Des attaques coordonnées ont été menées samedi dans au moins six localités du Mali, selon les informations rapportées par RFI. Ces assauts, survenus dans des zones situées au nord, au centre et au sud du pays, ont été revendiqués par une coalition regroupant des groupes jihadistes affiliés à Al-Qaïda ainsi que par les rebelles indépendantistes du Front de Libération de l’Azawad (FLA). De son côté, le gouvernement malien affirme que la situation reste sous contrôle malgré l’ampleur des opérations.
Ce qu'il faut retenir
- Six localités ciblées lors des attaques coordonnées du samedi 5 juillet 2026, réparties entre le nord, le centre et le sud du Mali.
- La coalition jihadistes-FLA revendique avoir atteint ses objectifs, sans préciser leur nature.
- Le gouvernement malien déclare que la situation est sous contrôle, malgré les tensions.
- Parmi les localités touchées figure Anéfis, un point stratégique désormais sous influence des rebelles.
- Cette attaque survient dans un contexte de montée des tensions dans la région du Sahel.
Des assauts revendiqués par une coalition hétéroclite
Selon les éléments recueillis par RFI, les attaques coordonnées du samedi 5 juillet ont visé des zones variées du territoire malien. La coalition, composée de groupes jihadistes liés à Al-Qaïda et de membres du Front de Libération de l’Azawad (FLA), a revendiqué ces opérations. Le FLA, mouvement indépendantiste touareg, n’a pas détaillé les objectifs poursuivis, mais la prise de contrôle de localités stratégiques comme Anéfis suggère une volonté de renforcer leur influence dans la région.
Côté gouvernemental, les autorités maliennes ont rapidement réagi en affirmant que la situation était maîtrisée. « Les forces de défense et de sécurité restent mobilisées pour garantir la sécurité des populations », a indiqué un porte-parole du gouvernement, sans fournir de bilan détaillé des affrontements.
Anéfis, une localité au cœur des tensions
Parmi les six localités ciblées, Anéfis occupe une position géographique et symbolique majeure. Située dans la région de Mopti, cette ville est un carrefour important entre le nord et le sud du Mali. Sa prise par les rebelles indépendantistes et les jihadistes marque un tournant dans la dynamique sécuritaire du pays. Selon des sources locales, les assaillants auraient consolidé leur présence dans la zone après plusieurs heures de combats.
Les motivations derrière cette offensive restent floues. Si les groupes jihadistes poursuivent généralement des objectifs liés à l’instauration d’un État islamique, le FLA agit pour la cause indépendantiste de l’Azawad, une région du nord du Mali. Leur alliance ponctuelle illustre la complexité des enjeux sécuritaires au Sahel, où les alliances entre groupes armés évoluent rapidement.

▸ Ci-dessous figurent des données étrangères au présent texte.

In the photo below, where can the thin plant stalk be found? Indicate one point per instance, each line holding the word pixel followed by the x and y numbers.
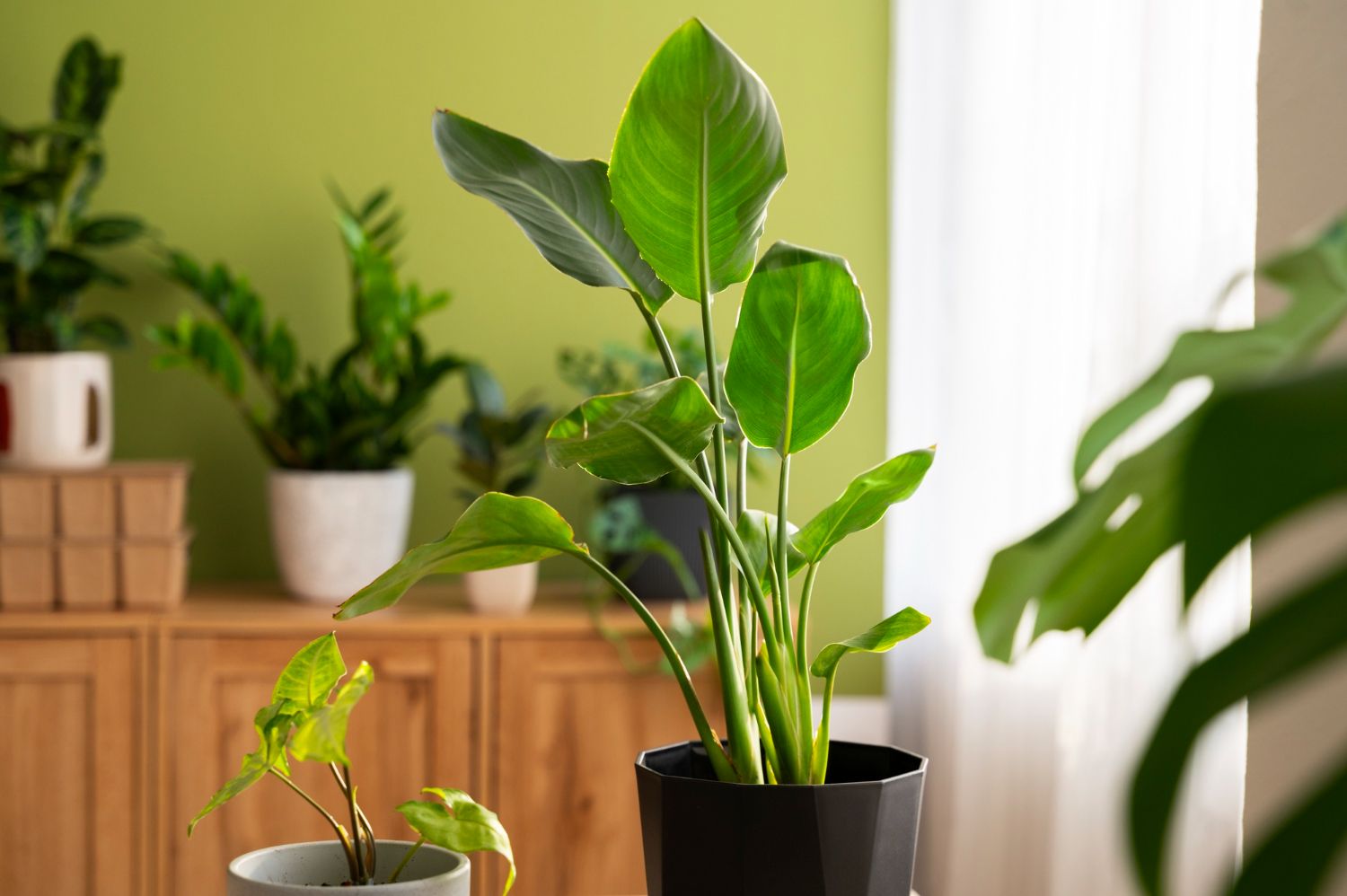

Un contexte sécuritaire toujours dégradé
Ces attaques surviennent dans un Mali déjà fragilisé par une décennie de crises sécuritaires. Depuis 2012, le pays fait face à des violences récurrentes, marquées par l’émergence de groupes jihadistes et des conflits intercommunautaires. La présence de la MINUSMA, la mission de l’ONU au Mali, a permis jusqu’à présent de limiter l’expansion de ces groupes, mais son retrait progressif en 2023 a ouvert de nouvelles brèches.
Les autorités maliennes, soutenues par des partenaires internationaux comme la France ou la Russie, tentent de contenir cette instabilité. Cependant, la multiplication des acteurs armés et la fragmentation des groupes rebelles rendent la situation particulièrement volatile. « Nous surveillons de près l’évolution de la situation à Anéfis et dans les autres zones touchées », a déclaré un responsable militaire sous couvert d’anonymat.
Pour l’instant, le gouvernement malien appelle au calme et à la retenue, tandis que les populations locales restent sous le choc des événements. La communauté internationale, quant à elle, observe avec attention l’évolution de la situation, consciente que toute escalade pourrait aggraver une crise humanitaire déjà critique dans la région.
Les attaques ont été revendiquées par une coalition composée de groupes jihadistes affiliés à Al-Qaïda et par les rebelles indépendantistes du Front de Libération de l’Azawad (FLA).